この研究者たちは大学公式のプレスリリースの中で、「ここで研究されている量子暗号のための技術である量子もつれは、暗号化キーの生成と同時に接続が確立するテストの上に成り立っている」と述べている。
「2つの光子が全く同時に別々の方向に放出される。接続の両端には干渉計があって、そこで小さな位相変移が加えられる。ここで加えられた干渉が接続の両端のデータの類似点を比較するのに使われる」
「もし光子の流れが盗聴されたら、ノイズが発生する。
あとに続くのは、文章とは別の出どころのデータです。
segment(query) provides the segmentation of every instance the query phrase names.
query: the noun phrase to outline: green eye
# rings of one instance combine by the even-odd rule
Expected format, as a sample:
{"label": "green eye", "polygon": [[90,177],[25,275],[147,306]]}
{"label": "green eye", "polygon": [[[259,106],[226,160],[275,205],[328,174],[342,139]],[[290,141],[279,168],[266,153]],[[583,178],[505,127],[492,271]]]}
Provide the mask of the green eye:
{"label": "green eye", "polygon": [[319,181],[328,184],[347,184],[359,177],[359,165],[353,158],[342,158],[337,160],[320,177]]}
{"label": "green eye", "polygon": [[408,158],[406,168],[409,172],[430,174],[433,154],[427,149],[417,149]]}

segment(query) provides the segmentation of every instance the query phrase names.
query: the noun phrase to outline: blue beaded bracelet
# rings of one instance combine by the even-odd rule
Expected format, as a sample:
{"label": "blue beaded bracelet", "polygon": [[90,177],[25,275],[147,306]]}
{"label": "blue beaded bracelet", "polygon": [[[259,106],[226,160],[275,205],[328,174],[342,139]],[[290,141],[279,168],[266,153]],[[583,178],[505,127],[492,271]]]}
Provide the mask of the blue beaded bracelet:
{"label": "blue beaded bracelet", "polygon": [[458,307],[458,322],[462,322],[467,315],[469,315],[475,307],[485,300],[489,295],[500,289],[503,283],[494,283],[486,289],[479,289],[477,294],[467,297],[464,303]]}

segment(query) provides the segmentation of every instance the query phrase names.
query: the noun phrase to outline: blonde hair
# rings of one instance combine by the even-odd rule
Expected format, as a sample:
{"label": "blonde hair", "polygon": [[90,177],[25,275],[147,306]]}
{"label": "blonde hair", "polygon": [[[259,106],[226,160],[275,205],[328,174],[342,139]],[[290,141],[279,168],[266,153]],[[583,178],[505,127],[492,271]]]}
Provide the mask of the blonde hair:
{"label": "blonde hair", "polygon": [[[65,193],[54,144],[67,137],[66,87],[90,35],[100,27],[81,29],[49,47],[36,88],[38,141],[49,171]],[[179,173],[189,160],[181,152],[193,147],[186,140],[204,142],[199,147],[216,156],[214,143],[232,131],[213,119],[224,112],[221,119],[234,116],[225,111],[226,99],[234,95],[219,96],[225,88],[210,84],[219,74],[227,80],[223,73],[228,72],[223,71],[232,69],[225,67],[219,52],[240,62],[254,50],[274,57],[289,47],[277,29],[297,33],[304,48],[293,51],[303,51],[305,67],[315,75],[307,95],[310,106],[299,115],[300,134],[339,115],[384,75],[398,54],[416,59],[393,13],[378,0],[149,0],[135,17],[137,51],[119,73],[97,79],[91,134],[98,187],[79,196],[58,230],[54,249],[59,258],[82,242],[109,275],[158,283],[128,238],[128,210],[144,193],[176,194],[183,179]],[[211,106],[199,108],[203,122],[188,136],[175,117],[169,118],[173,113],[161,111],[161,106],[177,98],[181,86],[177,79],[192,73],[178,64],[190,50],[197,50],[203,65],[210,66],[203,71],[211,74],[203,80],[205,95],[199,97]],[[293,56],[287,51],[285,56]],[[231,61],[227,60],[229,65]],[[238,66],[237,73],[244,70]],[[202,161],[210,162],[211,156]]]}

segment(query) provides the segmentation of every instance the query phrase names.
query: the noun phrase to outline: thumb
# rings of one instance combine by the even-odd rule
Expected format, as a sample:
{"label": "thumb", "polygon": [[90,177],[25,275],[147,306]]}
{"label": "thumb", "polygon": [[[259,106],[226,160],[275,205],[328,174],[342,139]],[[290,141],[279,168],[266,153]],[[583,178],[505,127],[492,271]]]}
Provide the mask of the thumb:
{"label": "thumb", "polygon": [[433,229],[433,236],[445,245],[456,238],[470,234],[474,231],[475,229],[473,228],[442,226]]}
この現象は量子力学の定理であるベルの不等式(*2)を使うことによって明らかである」
*2:量子力学では、測定するまでは量子の状態は確定しておらず、測定の瞬間に確率に沿って結果が決まるとされる。ベルはそれとは全く逆に、量子は生まれた瞬間にその後の測定でどんな結果になるかがすでに決まっている、と仮定した場合に成り立つであろう不等式を定式化した。
ここで言われていることは、もし通信が実際に安全なら(それゆえ「ノイズがない」なら)、光子は暗号化キーとして利用できるということだ。この暗号化キーがあれば、第三者が通信にアクセスして盗聴することはまずできない。
ここで実験から研究チームが導き出したことは、「光子源」がいわゆる伝統的な「光源」に置き換えられた場合、事情に詳しい攻撃者ならばコード列を抜き出すことができる、ということだ。
こうした知識を身に付ければ、攻撃者は今やキーが何であるかを知ることとなり、暗号化されたデータにこっそりとアクセスして、ベルの不等式に触発されたセキュリティのテストを無用のものとしてしまう。
情報セキュリティコンサルタントであるロブ・スレイド(Rob Slade)氏は2014年に発表した量子暗号についての論文の中で、量子暗号の背景にあるアイデアについては高く評価しているものの、「それは単にキー交換のもう一つの形態にすぎない」と述べている。
物理学の英知を応用した量子暗号は、おそらく現時点においては「最強」の暗号化方式であることは間違いない。だが、それでも「脆弱性」は発見されるし、その弱点を突いて攻撃しようとする人間もこの世にはいるということは、決して忘れてはならないだろう。